VwSen-102398/8/Br/Bk Linz, am 31. Jänner 1995 DVR.0690392

E r k e n n t n i s

Der unabhängige Verwaltungssenat des Landes Oberösterreich hat durch sein Mitglied Dr.Bleier über die Berufung des Herrn W, gegen das Straferkenntnis der Bezirkshauptmannschaft Rohrbach, AZ. Sich96-188-1994, vom 19. Dezember 1994, wegen Übertretungen des Grenzkontrollgesetzes, nach der am 31. Jänner 1995 durchgeführten öffentlichen mündlichen Verhandlung und Verkündung zu Recht erkannt:

I. Der Berufung wird F o l g e gegeben. Das angefochtene Straferkenntnis wird aufgehoben und das Verwaltungsstrafverfahren gemäß § 45 Abs.1 Z1 VStG eingestellt.

Rechtsgrundlage:

§ 66 Abs. 4 Allgemeines Verwaltungsverfahrensgesetz, BGBl.Nr. 51/1991, zuletzt geändert durch BGBl. Nr. 866/1992 - AVG, iVm § 24, § 45 Abs.1 Z1, § 51 Abs.1, § 51e Abs.1 und § 51i Verwaltungsstrafgesetz, BGBl. Nr. 52/1991, zuletzt geändert durch BGBl.Nr. 666/1993 - VStG; II. Es entfallen sämtliche Verfahrenskostenbeiträge.

Rechtsgrundlage:

§ 65 VStG.

Entscheidungsgründe:

1. Die Bezirkshauptmannschaft Rohrbach, hat mit dem Straferkenntnis vom 19. Dezember 1994 über den Berufungswerber eine Geldstrafe in der Höhe von 800 S verhängt, weil er bei der Ausreise nach Tschechien als Lenker des Omnibusses mit dem behördlichen Kennzeichen innerhalb des Grenzkontrollbereiches der Grenzkontrolle, obwohl eine solche stattgfunden habe, sich nicht unterzogen habe, indem er auf der vierten Spur, nachdem er vor der Haltelinie kurz angehalten hatte, ohne die Ausreiseabfertigung abzuwarten, nach Tschechien ausgereist sei.

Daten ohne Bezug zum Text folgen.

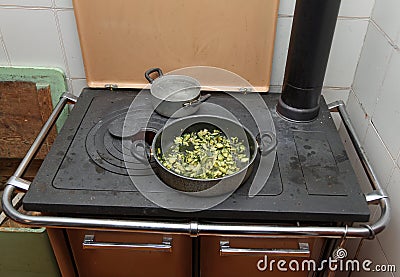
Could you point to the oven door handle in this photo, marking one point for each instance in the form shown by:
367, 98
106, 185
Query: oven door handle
302, 252
90, 243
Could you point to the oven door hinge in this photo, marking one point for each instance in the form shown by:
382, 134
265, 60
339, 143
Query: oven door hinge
111, 86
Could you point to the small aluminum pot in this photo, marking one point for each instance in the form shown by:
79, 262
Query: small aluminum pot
264, 144
174, 95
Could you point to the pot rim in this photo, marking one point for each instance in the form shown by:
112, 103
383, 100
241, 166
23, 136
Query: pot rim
241, 171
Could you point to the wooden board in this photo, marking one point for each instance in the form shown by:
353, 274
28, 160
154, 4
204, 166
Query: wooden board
121, 39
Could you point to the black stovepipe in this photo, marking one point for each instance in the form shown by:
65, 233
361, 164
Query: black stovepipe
313, 27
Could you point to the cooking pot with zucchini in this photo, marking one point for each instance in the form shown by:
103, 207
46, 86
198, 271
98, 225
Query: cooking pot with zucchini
174, 95
193, 128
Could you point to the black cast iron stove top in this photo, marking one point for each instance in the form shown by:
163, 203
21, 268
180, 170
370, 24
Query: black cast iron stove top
88, 170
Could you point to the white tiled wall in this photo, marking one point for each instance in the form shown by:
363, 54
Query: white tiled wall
43, 33
374, 107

1.1. Hiezu führte die Erstbehörde in der Sache begründend aus wie folgt:

"Laut Anzeige des GrInsp. G des Zollamtes Weigetschlag sind Sie als Lenker des Reisebusses bei geöffnetem Schranken nach kurzem Warten vor der Haltelinie auf der für Lkw und Busse vorgesehenen vierten Spur beim Zollamt Weigetschlag, Bezirk Urfahr-Umgebung, ohne die Ausreiseabfertigung abzuwarten, in die Tschechische Republik ausgereist.

Im Bus hätten sich 41 Fahrgäste befunden. Von Ihnen wurde die Anzahl mit 58 Fahrgästen angegeben. Nach Ihrer Darstellung hätten Sie mit dem Zollwachebeamten, der sich im Abfertigungsgebäude befand, durch das Bürofenster Blickkontakt gehabt und von ihm ein Zeichen mit der Hand, das Sie als "Durchwinken" verstanden hätten, erhalten.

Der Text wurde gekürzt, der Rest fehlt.